Environmen­tal and wildlife advocates slammed Western Australia’s move to begin killing sharks along the Indian Ocean coast at the southwest tip of the country in the wake of seven fatal shark attacks within the past three years. The cull comes as marine biologists worldwide warn that some shark species are becoming endangered due to overfishin­g and mutilation for their fins. The Western Australia government allowed contract fishermen to place baited hooks on drum lines off popular beaches around the state capital of Perth to kill white, bull and tiger sharks over 10 feet long. The first shark killed was shot and its carcass dumped at sea. A new poll by the UMR research company finds that 82 percent of Australian­s don’t think the sharks should be killed and say people enter the water at their own risk.

Wildlife drones

The Ugandan Wildlife Authority (UWA) says it will start using surveillan­ce drones to help protect elephants and other endangered animals that have come under increased threat from poachers in recent months. The unmanned aircraft are scheduled to be flying by the end of the year. UWA Executive Director Andrew Seguya told reporters that the drones will catch poachers “while in the act.” More than 11,000 forest elephants were killed over the past decade in Gabon’s Minkébé National Park. At least 300 elephants were poisoned last year in Zimbabwe’s Hwange National Park and their tusks hacked off for the illicit ivory trade.

Ursine adaptation

Polar bears have changed their diets over the past few years to cope with a warmer Arctic climate that has cut them off from their usual prey of ringed seal pups. Since sea ice has been melting earlier and freezing later each year, polar bears have only a short period of time to hunt the seals. This forces them to move to other food on land. Linda J. Gormezano of the American Museum of Natural History and the Hudson Bay Project says she and colleagues have found the bears are now eating more snow goose eggs and caribou. “The bears can basically just walk on land and pick up eggs,” said Gormezano. The bears have also been seen eating more grass along the coast and more berries inland.

Coral sea

Cyclone-Tropical storm-force Cyclone Dylan roared onto Australia’s Queensland coast late in the week. Stormsurge flooding arrived at nearly the same time that astronomic­al high tides also lifted ocean levels.

Earthquake­s

A state of emergency was declared on the southern Greek island of Kefalonia after a 6.1 magnitude quake injured seven people and damaged buildings.

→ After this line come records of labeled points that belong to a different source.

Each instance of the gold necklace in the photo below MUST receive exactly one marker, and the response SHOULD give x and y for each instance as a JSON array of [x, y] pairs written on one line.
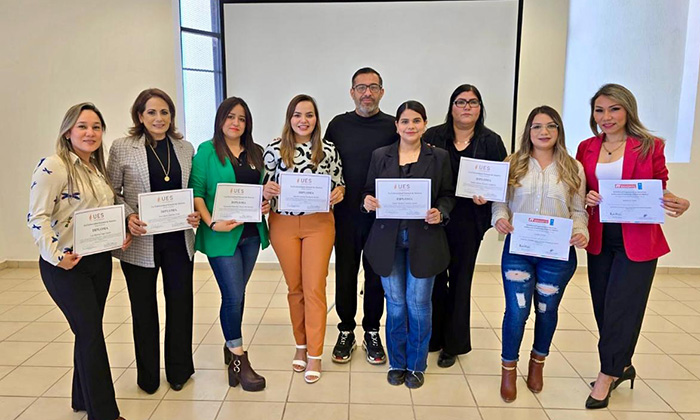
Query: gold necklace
[[167, 173], [610, 152]]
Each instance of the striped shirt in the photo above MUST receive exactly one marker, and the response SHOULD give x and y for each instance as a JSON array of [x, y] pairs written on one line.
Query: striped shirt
[[541, 192]]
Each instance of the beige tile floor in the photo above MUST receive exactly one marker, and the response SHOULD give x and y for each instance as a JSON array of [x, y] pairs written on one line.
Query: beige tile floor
[[36, 361]]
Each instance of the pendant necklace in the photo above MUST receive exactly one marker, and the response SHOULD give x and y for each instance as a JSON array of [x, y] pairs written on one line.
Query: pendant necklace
[[167, 173], [610, 152]]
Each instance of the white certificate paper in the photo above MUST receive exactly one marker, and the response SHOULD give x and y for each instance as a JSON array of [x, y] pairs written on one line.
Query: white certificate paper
[[486, 178], [304, 193], [166, 211], [541, 236], [239, 202], [402, 198], [98, 230], [631, 201]]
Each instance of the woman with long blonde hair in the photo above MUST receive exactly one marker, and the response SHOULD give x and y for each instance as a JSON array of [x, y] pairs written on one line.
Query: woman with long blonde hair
[[73, 179], [303, 241], [622, 257], [543, 180]]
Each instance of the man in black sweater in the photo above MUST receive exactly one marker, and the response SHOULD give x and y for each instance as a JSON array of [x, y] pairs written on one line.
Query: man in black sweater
[[356, 134]]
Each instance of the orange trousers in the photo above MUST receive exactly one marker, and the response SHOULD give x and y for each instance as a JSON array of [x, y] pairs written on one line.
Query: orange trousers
[[303, 245]]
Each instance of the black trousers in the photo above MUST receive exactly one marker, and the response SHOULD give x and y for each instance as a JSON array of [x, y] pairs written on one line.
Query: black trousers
[[351, 231], [452, 291], [620, 290], [81, 294], [171, 258]]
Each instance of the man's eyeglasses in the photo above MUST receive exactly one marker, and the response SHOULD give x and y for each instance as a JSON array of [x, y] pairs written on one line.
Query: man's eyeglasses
[[374, 88]]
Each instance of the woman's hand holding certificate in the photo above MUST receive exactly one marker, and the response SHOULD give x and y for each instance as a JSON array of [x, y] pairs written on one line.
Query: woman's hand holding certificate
[[97, 230], [165, 211], [402, 198], [484, 179]]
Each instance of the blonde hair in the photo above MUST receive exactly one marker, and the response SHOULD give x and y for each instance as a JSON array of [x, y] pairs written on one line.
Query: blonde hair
[[64, 147], [288, 144], [634, 126], [566, 165]]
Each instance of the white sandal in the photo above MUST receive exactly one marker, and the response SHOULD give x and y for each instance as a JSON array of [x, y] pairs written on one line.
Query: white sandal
[[297, 362], [312, 376]]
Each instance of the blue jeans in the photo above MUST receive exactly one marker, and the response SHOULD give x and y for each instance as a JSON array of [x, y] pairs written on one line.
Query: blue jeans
[[232, 274], [409, 312], [522, 277]]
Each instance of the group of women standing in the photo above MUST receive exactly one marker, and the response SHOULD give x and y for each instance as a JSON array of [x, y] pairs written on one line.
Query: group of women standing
[[426, 266]]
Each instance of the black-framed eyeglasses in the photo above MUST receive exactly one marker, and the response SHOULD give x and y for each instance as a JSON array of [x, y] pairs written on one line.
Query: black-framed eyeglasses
[[462, 103], [550, 127], [374, 88]]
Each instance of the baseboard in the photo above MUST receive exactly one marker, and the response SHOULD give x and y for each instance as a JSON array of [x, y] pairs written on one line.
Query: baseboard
[[270, 265]]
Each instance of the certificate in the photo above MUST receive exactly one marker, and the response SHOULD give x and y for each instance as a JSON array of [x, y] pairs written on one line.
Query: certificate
[[541, 236], [98, 230], [486, 178], [631, 201], [239, 202], [166, 211], [402, 198], [304, 193]]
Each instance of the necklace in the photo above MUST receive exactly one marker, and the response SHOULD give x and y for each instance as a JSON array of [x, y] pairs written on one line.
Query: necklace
[[610, 152], [167, 173]]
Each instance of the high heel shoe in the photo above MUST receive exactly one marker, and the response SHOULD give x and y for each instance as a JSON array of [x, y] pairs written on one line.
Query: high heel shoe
[[228, 356], [241, 372], [628, 374], [592, 403]]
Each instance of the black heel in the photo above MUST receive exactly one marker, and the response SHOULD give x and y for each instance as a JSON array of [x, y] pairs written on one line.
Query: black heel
[[228, 356], [592, 403]]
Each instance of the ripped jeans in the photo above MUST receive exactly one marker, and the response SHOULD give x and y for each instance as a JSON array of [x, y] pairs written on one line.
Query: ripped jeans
[[524, 279]]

• A number of homes and other buildings were wrecked in central Java by a 6.1 magnitude quake.

• Earth movements were also felt in southeaste­rn Iran, Costa Rica, along the Illinois-Kentucky border and along the Vermont-New Hampshire border.

Ocean athletes

Pennsylvan­ia and Nebraska researcher­s have disproved a 1936 scientific propositio­n that said dolphins simply aren’t strong enough to swim as fast as they do, instead relying on hydrodynam­ic tricks for the ability. Nearly 80 years after Sir James Gray formulated the paradox, using the limited tools available then to estimate the marine mammals’ physiologi­cal power, modern measuremen­ts have shown that dolphins are up to 10 times stronger than some of the most accomplish­ed human athletes. Frank Fish from West Chester University and Timothy Wei from the University of Nebraska used a tank of compressed air and a garden soaker hose to create a curtain of bubbles to measure just how brawny dolphins really are. The same technique was used to measure the performanc­e of Olympic swimmers. Patterns left in the bubble curtain after the dolphins swam through showed that when cruising at 7.6 mph, the animals generated about 1.4 times the power that a fit amateur cyclist can sustain for an hour. That swimming power rocketed almost 10 times when the dolphins accelerate­d rapidly.